I also can’t help but feel some of the impact is lost from revealing from the off what the game is all about. The author of the game said this in the description “One Chance is a game about choices and dealing with them”, and then goes on to explain the premise and what, in general, you can choose. By revealing all this information up front, the player has already had a chance to decide what they want to do, and then it just becomes a matter of seeing it through. Sure, the unfolding scenery may make you think twice, but I find it unlikely. I’d argue that it would have been far better to just give enough information to get people started, and then let the plot be revealed during the game.

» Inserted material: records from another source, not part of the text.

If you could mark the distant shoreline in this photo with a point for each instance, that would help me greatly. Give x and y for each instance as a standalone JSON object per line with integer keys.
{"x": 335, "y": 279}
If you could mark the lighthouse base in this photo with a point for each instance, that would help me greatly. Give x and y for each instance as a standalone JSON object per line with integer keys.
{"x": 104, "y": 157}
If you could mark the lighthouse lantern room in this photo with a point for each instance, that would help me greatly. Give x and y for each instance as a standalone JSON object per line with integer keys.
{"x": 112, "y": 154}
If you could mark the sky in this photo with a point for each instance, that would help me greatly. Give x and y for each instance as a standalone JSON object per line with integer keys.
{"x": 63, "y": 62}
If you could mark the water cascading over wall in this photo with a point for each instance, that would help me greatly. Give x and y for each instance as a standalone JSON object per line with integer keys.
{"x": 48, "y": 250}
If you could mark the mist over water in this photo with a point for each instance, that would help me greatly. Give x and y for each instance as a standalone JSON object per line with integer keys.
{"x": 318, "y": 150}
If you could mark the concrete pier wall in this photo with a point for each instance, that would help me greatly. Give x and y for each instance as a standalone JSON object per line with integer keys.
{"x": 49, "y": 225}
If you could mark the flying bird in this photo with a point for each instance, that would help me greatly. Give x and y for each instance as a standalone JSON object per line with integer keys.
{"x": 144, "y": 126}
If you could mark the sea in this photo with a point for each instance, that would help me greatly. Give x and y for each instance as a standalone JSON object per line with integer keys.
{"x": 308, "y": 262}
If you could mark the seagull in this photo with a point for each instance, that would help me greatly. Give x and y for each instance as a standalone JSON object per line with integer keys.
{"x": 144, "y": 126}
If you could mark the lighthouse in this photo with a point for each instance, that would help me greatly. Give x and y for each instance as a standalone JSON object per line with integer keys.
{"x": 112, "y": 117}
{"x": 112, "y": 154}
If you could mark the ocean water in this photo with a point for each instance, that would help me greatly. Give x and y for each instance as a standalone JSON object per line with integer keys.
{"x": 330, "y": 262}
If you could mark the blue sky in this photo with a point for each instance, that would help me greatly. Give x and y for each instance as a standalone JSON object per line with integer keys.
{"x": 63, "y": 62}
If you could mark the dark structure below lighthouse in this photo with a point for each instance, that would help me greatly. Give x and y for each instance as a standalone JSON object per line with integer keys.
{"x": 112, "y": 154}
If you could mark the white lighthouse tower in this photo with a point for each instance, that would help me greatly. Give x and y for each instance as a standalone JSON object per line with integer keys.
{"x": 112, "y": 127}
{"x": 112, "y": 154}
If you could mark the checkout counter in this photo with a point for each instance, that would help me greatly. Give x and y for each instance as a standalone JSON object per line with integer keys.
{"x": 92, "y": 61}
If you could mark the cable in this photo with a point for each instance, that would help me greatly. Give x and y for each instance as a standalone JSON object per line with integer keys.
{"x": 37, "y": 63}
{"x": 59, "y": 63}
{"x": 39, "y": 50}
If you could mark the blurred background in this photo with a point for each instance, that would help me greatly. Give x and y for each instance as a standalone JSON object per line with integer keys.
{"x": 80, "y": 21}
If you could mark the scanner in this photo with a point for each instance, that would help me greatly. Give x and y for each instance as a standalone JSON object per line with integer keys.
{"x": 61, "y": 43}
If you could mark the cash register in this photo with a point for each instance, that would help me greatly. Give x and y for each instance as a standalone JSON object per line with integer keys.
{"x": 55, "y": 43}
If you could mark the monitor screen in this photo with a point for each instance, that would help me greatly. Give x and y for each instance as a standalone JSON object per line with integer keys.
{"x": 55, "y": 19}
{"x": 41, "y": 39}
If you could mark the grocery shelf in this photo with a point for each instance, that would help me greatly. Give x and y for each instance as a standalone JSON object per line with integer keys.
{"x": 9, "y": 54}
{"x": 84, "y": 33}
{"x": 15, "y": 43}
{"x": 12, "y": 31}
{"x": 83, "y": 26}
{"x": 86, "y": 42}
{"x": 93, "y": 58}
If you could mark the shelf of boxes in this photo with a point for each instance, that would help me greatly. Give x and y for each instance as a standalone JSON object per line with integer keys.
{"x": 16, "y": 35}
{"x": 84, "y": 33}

But hey, I’m not here to nit-pick. If you haven’t tried playing it yet, please do – there are far worse ways to spend a few minutes of your life. Incidentally, the whole concept of ‘one chance’ in gaming is an interesting subject – if you look at the FPS genre currently, death and consequences has kind of been rendered meaningless by instant respawns. A necessary evil for the genre to remain interesting, you could argue, but it’s worth exploring at any rate.

Until next time.

*  Not that I’ve researched this much, but the game I think uses some kind of file to determine whether you’ve played the game or not. It’s apparently possible to re-play if you find and delete that file, but in the spirit of what the creator wanted, I haven’t/won’t, and you shouldn’t either. Accept the consequences of your actions.